Elon Musk’s empire is taking a reputational nosedive. According to the Axios/Harris Poll 100, Tesla and SpaceX have seen their public perception plunge from the top tier to near-bottom in just a few years. Tesla ranked 8th in 2021 but tumbled to 95th in 2025, while SpaceX fell from 5th to the bottom third. Twitter—now called X—never really had the chance to fall far. It started near rock bottom and stayed there.

So what’s behind the collapse? In short: politics, polarization, and Musk himself. Once seen as a brilliant, eccentric visionary, Musk has morphed into a polarizing figure at the center of America’s culture wars. His close alignment with Trump and conservative causes has fractured his consumer base, with Democrats in particular turning sharply against him. According to Reuters, 58% of Americans now view Musk unfavorably—a shift largely driven by a wave of Democratic disapproval.

This isn’t just a PR headache. It’s affecting the bottom line. Tesla’s Q1 2025 deliveries fell 13% year-over-year, marking its steepest drop in nearly three years. Organized protests in major cities like London and Boston haven’t helped, and the slogans say it all: “Sell your Tesla, dump your stock.” Analysts now predict another down year for Tesla despite price cuts and a refreshed product lineup. Since its late-2024 high, Tesla stock has fallen nearly 45%.

Tesla’s brand image has taken a hit in the ethics department too. It ranked dead last in “character” in the Harris Poll, and also scored poorly on ethics and citizenship. A mix of controversies—from Musk’s offhand Nazi jokes to workplace culture issues and autopilot accidents—has fueled the perception that Tesla isn’t just troubled, but fundamentally out of step with consumer values. The company is pivoting with incentives and a promised $25K EV, but winning back trust may take more than a new model.
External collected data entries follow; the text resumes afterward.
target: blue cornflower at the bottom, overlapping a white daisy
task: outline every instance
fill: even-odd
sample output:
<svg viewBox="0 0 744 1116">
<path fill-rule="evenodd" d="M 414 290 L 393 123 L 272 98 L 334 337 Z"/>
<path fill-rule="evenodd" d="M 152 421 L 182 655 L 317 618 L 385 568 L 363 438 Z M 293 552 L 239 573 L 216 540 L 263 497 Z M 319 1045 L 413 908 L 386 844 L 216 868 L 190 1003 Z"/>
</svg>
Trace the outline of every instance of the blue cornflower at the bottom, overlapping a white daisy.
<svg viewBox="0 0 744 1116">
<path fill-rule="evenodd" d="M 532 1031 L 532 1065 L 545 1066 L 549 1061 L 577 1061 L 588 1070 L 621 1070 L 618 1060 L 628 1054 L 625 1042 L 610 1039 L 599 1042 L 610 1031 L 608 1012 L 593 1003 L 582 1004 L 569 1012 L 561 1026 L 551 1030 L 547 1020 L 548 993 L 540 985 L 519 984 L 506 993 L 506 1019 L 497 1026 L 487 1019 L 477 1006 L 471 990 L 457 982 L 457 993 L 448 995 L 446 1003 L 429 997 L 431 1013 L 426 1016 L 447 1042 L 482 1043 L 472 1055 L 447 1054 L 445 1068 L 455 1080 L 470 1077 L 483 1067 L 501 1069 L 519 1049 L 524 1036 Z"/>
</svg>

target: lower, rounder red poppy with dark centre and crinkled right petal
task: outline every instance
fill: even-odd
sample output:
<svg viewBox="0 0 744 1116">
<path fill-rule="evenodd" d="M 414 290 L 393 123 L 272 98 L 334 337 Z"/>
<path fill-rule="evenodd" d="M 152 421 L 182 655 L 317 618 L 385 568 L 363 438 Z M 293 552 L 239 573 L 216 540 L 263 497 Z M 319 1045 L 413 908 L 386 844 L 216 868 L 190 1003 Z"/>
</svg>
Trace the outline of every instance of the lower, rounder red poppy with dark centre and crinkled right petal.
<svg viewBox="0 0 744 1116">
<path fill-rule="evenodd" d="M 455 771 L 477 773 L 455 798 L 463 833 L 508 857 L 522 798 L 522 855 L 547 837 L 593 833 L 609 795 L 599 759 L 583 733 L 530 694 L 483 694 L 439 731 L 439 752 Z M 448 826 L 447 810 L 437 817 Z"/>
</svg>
SpaceX, on the other hand, is faring better. Its reputation has dipped, but financially it’s solid—thanks to major government contracts. With over $13 billion in deals from NASA and a commanding position in the launch market, SpaceX has momentum. Starlink alone is projected to generate $24 billion in revenue by 2030. But politics could still play a role: if Democrats return to power, Musk’s growing involvement in policy could put future contracts under a microscope.

Despite the noise, SpaceX’s fundamentals are strong. It has a deep lead in launch tech, a vertically integrated model, and international demand. Analysts even suggest it could become more valuable than Tesla in the long run. The brand image matters less here—its customers are governments, not consumers.

Then there’s X. Musk’s rebrand of Twitter has gone from chaotic to costly. After Musk’s 2022 takeover, advertisers pulled back fast, spooked by content moderation rollbacks and Musk’s unpredictable behavior. Since then, ad revenue in the US has fallen more than 55% year-over-year every month. While some advertisers have cautiously returned in 2025, it’s nowhere near the $4.5 billion highs of 2021.

Regulators are now circling. The EU has charged X with violating digital laws and even floated the possibility of banning it outright if moderation doesn’t improve. Musk’s livestreams with far-right figures and conspiracy theory posts haven’t helped rebuild trust. And now, X is officially under xAI. Musk says this move will supercharge his chatbot Grok using X’s data, but critics see it as a pivot toward building a data engine rather than a media platform. Without major advertisers or a strong subscription base, X’s future looks shaky.

Taken together, Musk’s three major companies are navigating choppy waters. Tesla is losing sales and goodwill, SpaceX is cruising but facing long-term political risks, and X is struggling to survive. The common denominator? Elon himself. His political presence may have once been a moat—but today, it looks a lot more like a minefield. Whether he can step back and rebuild trust may be the key to whether these companies bounce back or break down.